Appeal by the defendant from a judgment of the County Court, Westchester County (Silver-man, J.), rendered October 25, 1991, convicting him of attempted criminal possession of a weapon in the third degree and reckless endangerment in the first degree, upon his plea of guilty, and imposing sentence.
Ordered that the judgment is affirmed.
The court did not err in failing, sua sponte, to direct that the appellant undergo psychiatric evaluation to ascertain his ability to understand the proceedings against him and to participate in his defense (see, CPL 730.10), prior to accepting his plea of guilty. The defendant stated, during colloquy leading up to a guilty plea which the defendant later withdrew, that he was taking "prolixin” and that this medication had a disorienting effect. However, during the plea allocution, the court repeatedly inquired of the defendant whether he understood the proceedings in which he was involved. The defendant consistently responded that he did understand the proceedings. The court expressly observed on the record that the defendant appeared to be "well oriented [and] clear headed”, and that he raised intelligent questions during the allocution. Both attorneys further agreed that the defendant *743"clearly understood and responded in an appropriate way to all questions put to him”.
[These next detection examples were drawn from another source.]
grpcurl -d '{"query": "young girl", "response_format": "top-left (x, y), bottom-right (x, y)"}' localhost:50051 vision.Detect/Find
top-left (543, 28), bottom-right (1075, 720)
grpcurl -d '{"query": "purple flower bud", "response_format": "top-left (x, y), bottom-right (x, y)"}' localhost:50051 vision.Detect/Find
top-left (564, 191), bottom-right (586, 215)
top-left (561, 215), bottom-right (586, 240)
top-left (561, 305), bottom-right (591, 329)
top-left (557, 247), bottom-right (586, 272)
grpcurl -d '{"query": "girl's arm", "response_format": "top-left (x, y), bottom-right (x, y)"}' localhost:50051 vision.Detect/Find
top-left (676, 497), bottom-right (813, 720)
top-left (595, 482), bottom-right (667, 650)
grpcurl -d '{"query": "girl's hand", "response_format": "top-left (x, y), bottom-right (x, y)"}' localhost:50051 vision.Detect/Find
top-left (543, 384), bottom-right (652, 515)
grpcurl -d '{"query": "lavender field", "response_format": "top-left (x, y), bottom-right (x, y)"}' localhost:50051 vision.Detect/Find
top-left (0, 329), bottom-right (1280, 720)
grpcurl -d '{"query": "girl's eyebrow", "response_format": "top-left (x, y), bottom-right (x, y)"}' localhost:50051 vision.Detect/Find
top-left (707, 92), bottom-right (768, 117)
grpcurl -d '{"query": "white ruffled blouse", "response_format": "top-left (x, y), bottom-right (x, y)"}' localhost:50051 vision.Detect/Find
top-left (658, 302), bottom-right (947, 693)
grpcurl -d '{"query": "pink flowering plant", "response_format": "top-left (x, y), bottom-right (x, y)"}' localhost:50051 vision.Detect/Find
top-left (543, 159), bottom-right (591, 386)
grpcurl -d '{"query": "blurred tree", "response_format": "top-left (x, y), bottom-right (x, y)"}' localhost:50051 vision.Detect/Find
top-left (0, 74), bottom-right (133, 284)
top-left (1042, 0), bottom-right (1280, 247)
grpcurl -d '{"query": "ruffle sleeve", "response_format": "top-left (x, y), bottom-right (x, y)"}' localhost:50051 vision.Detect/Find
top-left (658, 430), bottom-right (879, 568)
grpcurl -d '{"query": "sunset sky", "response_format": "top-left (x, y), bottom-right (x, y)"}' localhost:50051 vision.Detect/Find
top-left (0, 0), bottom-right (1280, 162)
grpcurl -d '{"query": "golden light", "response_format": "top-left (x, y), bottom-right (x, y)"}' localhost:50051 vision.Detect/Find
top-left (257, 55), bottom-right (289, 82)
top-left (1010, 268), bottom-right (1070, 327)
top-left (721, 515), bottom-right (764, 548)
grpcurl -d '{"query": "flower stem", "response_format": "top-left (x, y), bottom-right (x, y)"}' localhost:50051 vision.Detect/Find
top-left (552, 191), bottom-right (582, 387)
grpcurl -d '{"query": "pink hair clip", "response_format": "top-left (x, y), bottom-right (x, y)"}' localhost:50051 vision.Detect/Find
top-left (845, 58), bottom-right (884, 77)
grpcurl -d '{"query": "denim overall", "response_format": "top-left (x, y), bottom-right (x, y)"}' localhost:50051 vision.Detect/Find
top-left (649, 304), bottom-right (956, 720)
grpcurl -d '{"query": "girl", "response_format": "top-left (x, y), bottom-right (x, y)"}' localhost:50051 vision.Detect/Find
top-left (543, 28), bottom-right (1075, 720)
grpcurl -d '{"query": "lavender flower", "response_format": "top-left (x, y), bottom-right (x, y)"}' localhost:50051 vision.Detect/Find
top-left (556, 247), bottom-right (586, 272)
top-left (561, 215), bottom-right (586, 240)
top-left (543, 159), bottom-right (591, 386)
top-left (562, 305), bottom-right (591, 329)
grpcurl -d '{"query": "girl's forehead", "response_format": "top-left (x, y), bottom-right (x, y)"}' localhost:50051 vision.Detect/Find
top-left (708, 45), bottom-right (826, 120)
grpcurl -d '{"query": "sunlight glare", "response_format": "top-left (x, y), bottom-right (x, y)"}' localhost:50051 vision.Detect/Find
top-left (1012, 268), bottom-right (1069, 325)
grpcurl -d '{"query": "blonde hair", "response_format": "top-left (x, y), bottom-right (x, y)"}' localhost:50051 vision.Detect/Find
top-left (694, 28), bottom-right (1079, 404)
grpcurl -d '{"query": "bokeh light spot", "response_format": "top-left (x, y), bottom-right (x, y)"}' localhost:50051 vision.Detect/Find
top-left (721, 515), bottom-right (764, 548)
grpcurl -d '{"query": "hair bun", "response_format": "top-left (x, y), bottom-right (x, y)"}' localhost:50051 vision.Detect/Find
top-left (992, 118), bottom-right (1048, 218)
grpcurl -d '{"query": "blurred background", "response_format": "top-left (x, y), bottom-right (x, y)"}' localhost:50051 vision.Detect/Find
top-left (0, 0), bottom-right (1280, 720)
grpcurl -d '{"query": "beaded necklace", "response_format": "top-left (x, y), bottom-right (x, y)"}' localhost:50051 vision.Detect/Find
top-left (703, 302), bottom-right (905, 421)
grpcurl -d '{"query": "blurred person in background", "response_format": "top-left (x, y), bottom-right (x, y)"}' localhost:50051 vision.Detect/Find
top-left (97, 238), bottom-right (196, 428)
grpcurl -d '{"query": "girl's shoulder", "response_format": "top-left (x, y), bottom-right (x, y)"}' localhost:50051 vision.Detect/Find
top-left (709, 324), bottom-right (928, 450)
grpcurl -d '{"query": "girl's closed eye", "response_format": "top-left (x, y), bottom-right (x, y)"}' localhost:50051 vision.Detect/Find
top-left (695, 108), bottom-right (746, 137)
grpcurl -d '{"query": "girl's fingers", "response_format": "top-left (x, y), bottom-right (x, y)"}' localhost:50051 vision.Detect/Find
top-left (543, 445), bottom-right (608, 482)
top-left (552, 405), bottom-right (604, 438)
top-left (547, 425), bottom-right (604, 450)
In any event, when the court realized it could not honor the sentence commitment, the defendant withdrew his guilty plea and then pleaded guilty once again, again assuring the court that he understood the proceedings (see, People v Gensler, 72 NY2d 239, cert denied 488 US 932). At this second proceeding, the defendant specifically advised the court that the effects of his medication had worn off so that he did understand the proceedings. He never claimed otherwise (see, People v Garcia, 161 AD2d 796), and he acknowledged that he had discussed his options with his attorney and was satisfied with counsel’s representation (see, People v Carbone, 159 AD2d 511). In light of the foregoing, we find no reasonable ground for concluding that the defendant may have been incapacitated (see, People v Hampton, 171 AD2d 1071; People v Thomas, 169 AD2d 515; People v Rodriguez, 162 AD2d 173; People v McGarrity, 130 AD2d 793; People v Frisch, 115 AD2d 295).
We have reviewed the defendant’s remaining contentions and find them to be without merit. Sullivan, J. P., Lawrence, Miller and O’Brien, JJ., concur.